- 2nd Polish Armoured Regiment Patch
- Active: 29 January 1940 – 25 June 1940 13 November 1942 – May 1945
- Country: Poland
- Role: Armoured warfare
- Engagements: World War II Battle of France; Normandy Campaign;

= 2nd Armoured Regiment (Poland) =

1940–1945 combat formation of the Polish Army

Poland raised the 2nd Polish Armoured Regiment in France on 29 January 1940 as the 2nd Tank Battalion and fought under this title in the French campaign of 1940. Members of the regiment reformed in Scotland on 13 November 1942 after the fall of France adopting the designation of 2nd Armoured Regiment.
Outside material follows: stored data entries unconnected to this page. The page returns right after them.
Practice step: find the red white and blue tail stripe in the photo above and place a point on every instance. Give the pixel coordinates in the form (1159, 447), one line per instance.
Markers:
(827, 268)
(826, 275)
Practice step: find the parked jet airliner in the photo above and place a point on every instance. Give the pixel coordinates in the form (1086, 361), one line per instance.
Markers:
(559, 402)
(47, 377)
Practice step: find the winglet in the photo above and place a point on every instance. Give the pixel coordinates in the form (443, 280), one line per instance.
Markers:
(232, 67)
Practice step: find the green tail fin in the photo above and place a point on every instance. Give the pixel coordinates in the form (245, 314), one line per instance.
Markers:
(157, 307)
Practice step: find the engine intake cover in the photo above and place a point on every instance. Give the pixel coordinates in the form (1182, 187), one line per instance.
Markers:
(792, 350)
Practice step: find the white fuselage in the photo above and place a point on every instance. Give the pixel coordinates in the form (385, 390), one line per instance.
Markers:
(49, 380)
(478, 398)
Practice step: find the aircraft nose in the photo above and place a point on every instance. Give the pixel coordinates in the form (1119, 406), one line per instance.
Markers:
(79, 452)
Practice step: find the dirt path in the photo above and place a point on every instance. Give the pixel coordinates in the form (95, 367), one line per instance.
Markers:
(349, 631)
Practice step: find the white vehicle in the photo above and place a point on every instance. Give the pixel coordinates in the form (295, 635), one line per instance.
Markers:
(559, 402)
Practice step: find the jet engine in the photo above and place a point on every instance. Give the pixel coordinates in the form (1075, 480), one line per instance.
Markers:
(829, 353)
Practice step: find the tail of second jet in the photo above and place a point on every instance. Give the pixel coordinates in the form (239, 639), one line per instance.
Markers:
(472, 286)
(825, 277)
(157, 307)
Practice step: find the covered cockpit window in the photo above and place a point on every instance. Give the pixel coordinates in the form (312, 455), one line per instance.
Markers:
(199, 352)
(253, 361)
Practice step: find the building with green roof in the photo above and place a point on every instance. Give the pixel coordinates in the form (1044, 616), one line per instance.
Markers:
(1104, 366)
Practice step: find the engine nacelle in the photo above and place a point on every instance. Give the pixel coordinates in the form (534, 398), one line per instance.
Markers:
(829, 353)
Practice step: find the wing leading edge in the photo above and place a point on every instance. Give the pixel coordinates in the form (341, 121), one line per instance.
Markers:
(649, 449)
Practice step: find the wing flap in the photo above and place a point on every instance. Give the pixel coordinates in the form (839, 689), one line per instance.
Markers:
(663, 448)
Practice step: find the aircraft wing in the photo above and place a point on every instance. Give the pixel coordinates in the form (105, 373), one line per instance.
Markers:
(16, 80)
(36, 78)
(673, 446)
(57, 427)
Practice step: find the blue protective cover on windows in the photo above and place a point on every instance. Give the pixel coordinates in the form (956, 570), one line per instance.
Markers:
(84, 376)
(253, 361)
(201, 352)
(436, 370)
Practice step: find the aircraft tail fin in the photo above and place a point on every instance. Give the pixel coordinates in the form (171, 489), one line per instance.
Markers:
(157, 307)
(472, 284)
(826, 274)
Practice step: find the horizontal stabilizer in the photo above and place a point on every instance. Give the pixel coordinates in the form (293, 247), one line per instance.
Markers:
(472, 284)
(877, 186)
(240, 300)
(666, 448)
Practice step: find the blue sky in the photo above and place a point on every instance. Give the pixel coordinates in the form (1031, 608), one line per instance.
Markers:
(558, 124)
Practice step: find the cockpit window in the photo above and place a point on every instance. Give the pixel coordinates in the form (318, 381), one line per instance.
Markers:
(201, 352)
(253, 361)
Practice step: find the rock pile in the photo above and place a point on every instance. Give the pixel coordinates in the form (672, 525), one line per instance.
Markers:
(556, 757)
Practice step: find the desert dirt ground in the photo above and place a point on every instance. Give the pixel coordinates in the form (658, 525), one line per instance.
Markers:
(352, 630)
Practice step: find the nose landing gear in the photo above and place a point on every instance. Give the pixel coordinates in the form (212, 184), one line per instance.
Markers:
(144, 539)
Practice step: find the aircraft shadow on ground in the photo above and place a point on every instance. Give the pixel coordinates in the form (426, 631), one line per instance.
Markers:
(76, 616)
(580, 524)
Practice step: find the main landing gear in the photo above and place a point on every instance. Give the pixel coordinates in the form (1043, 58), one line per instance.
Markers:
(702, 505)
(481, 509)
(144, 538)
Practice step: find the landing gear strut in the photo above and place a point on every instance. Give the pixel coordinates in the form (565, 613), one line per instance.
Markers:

The reconstituted unit returned to France in late July 1944 as a part of the 10th Armoured Cavalry Brigade, 1st (Polish) Armoured Division. . Its most memorable action in Normandy being it first, one fought at Saint-Aignan on 8 August 1944; a battle which is still commemorated annually by the regiment.

Following the Normandy campaign the unit saw action in Belgium, the Netherlands and Germany. The cease-fire in May 1945 found them in northwestern Germany.

Today the traditions of the regiment are continued by the modern 10th (Polish) Armoured Brigade stationed in Świętoszów, Poland.